Why Traditional Training Doesn’t Work

Why Traditional Training with SMEs Doesn’t Work - Dr. Jim Guilkey

When I was assistant director of flight education at Ohio State, I remember an FAA training manual with an image that depicted a student’s head being cracked open and the instructor pouring knowledge into the learner’s brain. Unfortunately, many corporate training organizations still believe that effective learning is as simple as filling the learner’s head with knowledge.

 Enter the subject matter expert (SME). These are the folks you’re probably using right now to do your training. They might know a lot about your business and its operations—they’ve got some good stuff to pour in if they could just crack those skulls open—but they don’t know anything about how people learn. At Ohio State, I taught in the ground school for flight instructors. At the beginning of the semester, I would ask the class, “Who thinks they are the best at landings?” I would then select one of the students who had raised a hand and ask the student to come to the front of the room and teach the class how to do perfect landings. The heartfelt attempt was always a disaster. These “experts” were superior at landing an aircraft but had no idea how to structure a lesson on landings. They would normally begin with detailed specifics (e.g., “when turning on the final approach …”) rather than a general introduction (i.e., “There are three main phases to landing an aircraft …”). Great pilots, even though they are experts on the subject matter of flying, do not inherently know how to teach or understand methods for structuring effective learning.

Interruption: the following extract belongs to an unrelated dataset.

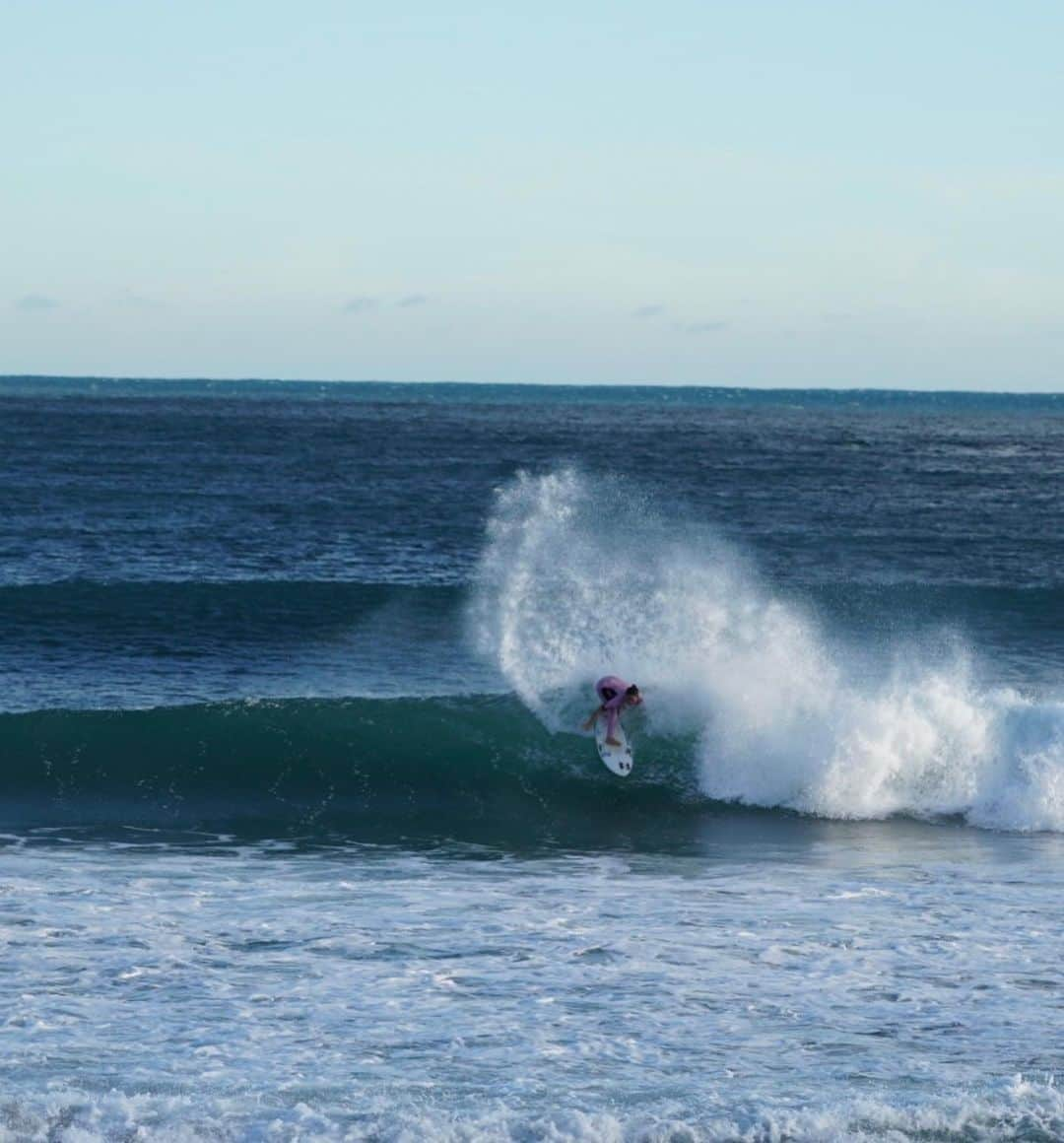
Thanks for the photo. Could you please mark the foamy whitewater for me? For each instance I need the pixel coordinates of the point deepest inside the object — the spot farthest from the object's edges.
(783, 714)
(299, 840)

Most SMEs are like those great pilots. The pattern of a traditional training program features an SME lecturing at the front of a room and from there the students read, read, read and then try to demonstrate knowledge by completing a multiple-choice test that only assesses an ability to memorize. The learner’s focus is on passing the test and moving on as quickly as possible. We need to develop businesses filled with problem solvers, not memorizers. We need learners who can apply what they learn, not regurgitate information poured into them by an SME. Traditional training fails because it doesn’t account for HOW people learn or what they need to accomplish on the job. Moreover, traditional training doesn’t offer any meaningful way to measure results (those multiple-choice tests actually tell you nothing), so you don’t have a way to tell if your training program is working.

M-Pact learning, by contrast, works with SMEs to develop the content employees need to acquire and then carefully designs a structured learning experience built on a knowledge of how people learn. As a result, with an M-Pact learning approach, you develop employees who digest what they learn, can apply it at work, and are capable of problem solving when the real world intervenes in ways that pouring facts into their heads could never anticipate. Traditional training simply doesn’t work. So why do you keep investing in it?